“È chiaro ormai da molti anni che alla fine del percorso scolastico troppi ragazzi scrivono male in italiano, leggono poco e faticano a esprimersi oralmente. Da tempo i docenti universitari denunciano le carenze linguistiche dei loro studenti (grammatica, sintassi, lessico), con errori appena tollerabili in terza elementare. Nel tentativo di porvi rimedio, alcuni atenei hanno persino attivato corsi di recupero di lingua italiana”.

Il Gruppo di Firenze per la scuola del merito e della responsabilità vuole contrastare quello che ritiene essere il collasso progressivo della scuola italiana. Così ha elaborato una lettera-appello indirizzata al Presidente del Consiglio, alla ministra dell’Istruzione e al Parlamento, con la quale chiedono di rimettere al centro della didattica del primo ciclo scolastico le competenze linguistiche di base: scrivere e parlare in italiano corretto, possedere un buon bagaglio lessicale, conoscere grammatica e sintassi. La lettera è stata inviata ai docenti di tutta Italia perché possano sottoscriverla. In pochi giorni è stata fatta propria da “oltre 230 docenti universitari”, tra i quali Accademici della Crusca, linguisti, perfino rettori, ma anche pedagogisti e storici, filosofi e sociologi, scrittori e matematici, costituzionalisti e storici dell’arte, neuropsichiatri infantili ed economisti.

“A fronte di una situazione così preoccupante il sistema scolastico non reagisce in modo appropriato – prosegue la lettera – anche perché il tema della correttezza ortografica e grammaticale è stato a lungo svalutato sul piano didattico più o meno da tutti i governi. Ci sono alcune importanti iniziative rivolte all’aggiornamento degli insegnanti – si legge ancora – ma non si vede una volontà politica adeguata alla gravità del problema. Abbiamo invece bisogno di una scuola davvero esigente nel controllo degli apprendimenti, oltre che più efficace nella didattica, altrimenti né il generoso impegno di tanti insegnanti, né l’acquisizione di nuove metodologie saranno sufficienti”.

Il Gruppo di Firenze sottolinea criticità ormai sclerotizzate di un sistema che riforme piccole e grandi hanno progressivamente depotenziato. E indica anche un obiettivo insostituibile, cioè “il raggiungimento, al termine del primo ciclo, di un sufficiente possesso degli strumenti linguistici di base da parte della grande maggioranza degli studenti”. Le linee di intervento proposte, scandite in punti, sono chiare. Innanzitutto “una revisione delle indicazioni nazionali che dia grande rilievo all’acquisizione delle competenze di base, fondamentali per tutti gli ambiti disciplinari.
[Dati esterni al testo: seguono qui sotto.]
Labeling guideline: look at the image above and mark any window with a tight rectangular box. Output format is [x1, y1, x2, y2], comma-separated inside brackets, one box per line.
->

Tali indicazioni dovrebbero contenere i traguardi intermedi imprescindibili da raggiungere e le più importanti tipologie di esercitazioni”.

Poi “l’introduzione di verifiche nazionali periodiche durante gli otto anni del primo ciclo: dettato ortografico, riassunto, comprensione del testo, conoscenza del lessico, analisi grammaticale e scrittura corsiva a mano”. Già, le “competenze di base” e le “verifiche nazionali periodiche”. Ovvero i capisaldi della scuola dell’Italia che fu. “Siamo convinti che l’introduzione di momenti di seria verifica durante l’iter scolastico sia una condizione indispensabile per l’acquisizione e il consolidamento delle competenze di base”, sostengono i promotori della lettera-appello.

“Questi momenti costituirebbero per gli allievi un incentivo a fare del proprio meglio e un’occasione per abituarsi ad affrontare delle prove, pur senza drammatizzarle, mentre gli insegnanti avrebbero dei chiari obiettivi comuni a tutte le scuole a cui finalizzare una parte significativa del loro lavoro”, spiega il gruppo di Firenze. “Riteniamo che per fermare questa allarmante deriva sia necessario rivedere le indicazioni nazionali della primaria e delle medie”, scrivono i docenti universitari. Il rischio? Che l’italiano, corretto, lo sappiano scrivere e parlare solo in pochi. Che all’università si debba provare a correggere mancanze della scuola.